Apart from human control strategies, natural mortality does not suppress a rabbit population. Kitten mortality in the wild is extremely high, with up to 80 per cent dying before they reach three months of age. However, in a favourable year 85 per cent mortality is needed to suppress a tenfold population increase. Predation can account for substantial losses of both healthy and starving rabbits. Besides the fox, dingo, cat and dog there are a number of avian species that prey on the rabbit in Australia. Wedge-tailed eagles are probably the most effective, followed by goshawks, falcons and barn owls. Ravens, goannas and snakes can also prey on kittens.

Rabbits inhabit 70 per cent of Australia and are widespread throughout most locations where they are found. They affect 75 Commonwealth listed threatened plant species and five endangered ecological communities. In spite of their small size, rabbits are Australia’s most costly pest vertebrate animal. Australian native vegetation is highly sensitive to rabbit damage. Forestry and tree plantations also suffer extensive losses due to grazing rabbits.

Erosion caused by denuded vegetation from rabbit grazing has a significant impact on dam catchments, water supplies and topsoil. Burrowing can undermine roads, culverts, buildings and sites of cultural significance. Rabbits compete with native wildlife for food and shelter. They also affect native plants by ring barking, grazing and by preventing regeneration of seedlings. Digging and browsing leads to a loss of vegetation cover, which in turn results in slope instability and erosion.

Rabbits compete with livestock for pasture.
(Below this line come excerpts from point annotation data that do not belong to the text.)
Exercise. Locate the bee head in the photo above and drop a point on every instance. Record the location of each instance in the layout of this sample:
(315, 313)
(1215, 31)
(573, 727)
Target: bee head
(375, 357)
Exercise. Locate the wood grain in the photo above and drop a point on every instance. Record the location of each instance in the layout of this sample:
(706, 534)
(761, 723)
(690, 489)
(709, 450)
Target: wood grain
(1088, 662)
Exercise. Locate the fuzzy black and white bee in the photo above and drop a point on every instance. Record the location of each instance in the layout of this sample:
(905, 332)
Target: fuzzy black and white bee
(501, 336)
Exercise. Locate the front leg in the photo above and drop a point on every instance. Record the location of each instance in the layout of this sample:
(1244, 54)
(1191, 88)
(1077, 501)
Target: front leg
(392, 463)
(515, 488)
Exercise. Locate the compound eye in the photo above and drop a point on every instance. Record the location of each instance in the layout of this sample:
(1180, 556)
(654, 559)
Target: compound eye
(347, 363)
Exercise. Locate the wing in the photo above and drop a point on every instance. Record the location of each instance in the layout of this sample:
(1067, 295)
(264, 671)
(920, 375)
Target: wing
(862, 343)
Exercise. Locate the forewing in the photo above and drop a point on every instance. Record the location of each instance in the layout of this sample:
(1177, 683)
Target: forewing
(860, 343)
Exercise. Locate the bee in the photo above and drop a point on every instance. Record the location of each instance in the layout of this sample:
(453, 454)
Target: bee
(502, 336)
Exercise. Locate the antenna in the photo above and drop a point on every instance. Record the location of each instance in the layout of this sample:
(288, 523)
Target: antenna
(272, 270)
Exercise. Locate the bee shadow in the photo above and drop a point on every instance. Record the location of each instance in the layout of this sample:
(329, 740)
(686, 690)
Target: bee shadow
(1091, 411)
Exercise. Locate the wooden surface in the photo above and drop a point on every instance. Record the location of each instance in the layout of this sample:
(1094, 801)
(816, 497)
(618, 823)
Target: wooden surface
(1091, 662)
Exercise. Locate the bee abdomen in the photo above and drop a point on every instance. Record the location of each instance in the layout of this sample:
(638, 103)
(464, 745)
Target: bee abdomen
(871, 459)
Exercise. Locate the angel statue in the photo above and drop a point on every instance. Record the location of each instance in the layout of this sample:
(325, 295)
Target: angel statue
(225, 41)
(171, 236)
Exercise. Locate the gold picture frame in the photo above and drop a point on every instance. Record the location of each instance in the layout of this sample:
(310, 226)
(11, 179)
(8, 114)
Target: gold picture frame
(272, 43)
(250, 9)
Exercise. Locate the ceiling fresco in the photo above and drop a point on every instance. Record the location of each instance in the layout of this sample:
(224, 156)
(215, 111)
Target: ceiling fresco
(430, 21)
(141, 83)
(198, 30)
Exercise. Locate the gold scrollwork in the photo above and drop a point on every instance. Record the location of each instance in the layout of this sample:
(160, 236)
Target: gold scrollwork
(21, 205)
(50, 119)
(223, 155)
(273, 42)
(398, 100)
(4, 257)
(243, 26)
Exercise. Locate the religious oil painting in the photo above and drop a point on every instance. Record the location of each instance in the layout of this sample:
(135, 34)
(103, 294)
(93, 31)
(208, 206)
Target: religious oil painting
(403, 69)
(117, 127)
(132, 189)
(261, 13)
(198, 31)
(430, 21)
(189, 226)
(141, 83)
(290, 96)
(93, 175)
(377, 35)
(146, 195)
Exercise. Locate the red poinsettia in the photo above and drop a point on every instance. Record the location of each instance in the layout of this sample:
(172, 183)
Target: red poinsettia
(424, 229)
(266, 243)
This may result in running fewer livestock, lower wool clips, breaks in the wool, lower reproduction rates, lower weight gains and perhaps early deaths during drought. Reduced lambing rates may occur due to higher fox numbers encouraged by an elevated rabbit population. Rabbits may have played a role in the extinction of native species. There have been no known native mammal extinctions north of the range of the rabbit since European settlement. Most of the extinctions within the rabbits’ range occurred after the bunnies arrived but before the onset of the fox. Rabbits may not have been the main cause of extinction for these species but are strongly implicated.

Recreational hunters can play a useful role in rabbit control over local areas. Spotlighting, walking up over a shotgun, sniping at short or long range with an airgun, rimfire or centrefire, trapping, ferreting or incidental shooting while seeking other game are rewarded by gaining the basis of a good meal. Given the importance of scent to the rabbit in detecting threats, working the wind greatly assists the hunter. Vision is also important to the rabbit. Slow movement by a hunter with pauses to study the landscape can reduce detection. With its weakness in judging distance, careful stalking can put a hunter into .22 rimfire or .410 shotgun range. Other calibres and gauges are even more effective but the main two have delivered many meals to landowner families.

The rabbit even played a small part in the development of the breechloading rifle by Captain Patrick Ferguson. The design incorporated a flintlock rifle using an interrupted screw thread operated by a rotating triggerguard. One turn lowered a breech plug to allow loading of ball and powder. Compared with the famous Kentucky rifle, his version could deliver six times the volume of fire every minute with accuracy out to 200 yards.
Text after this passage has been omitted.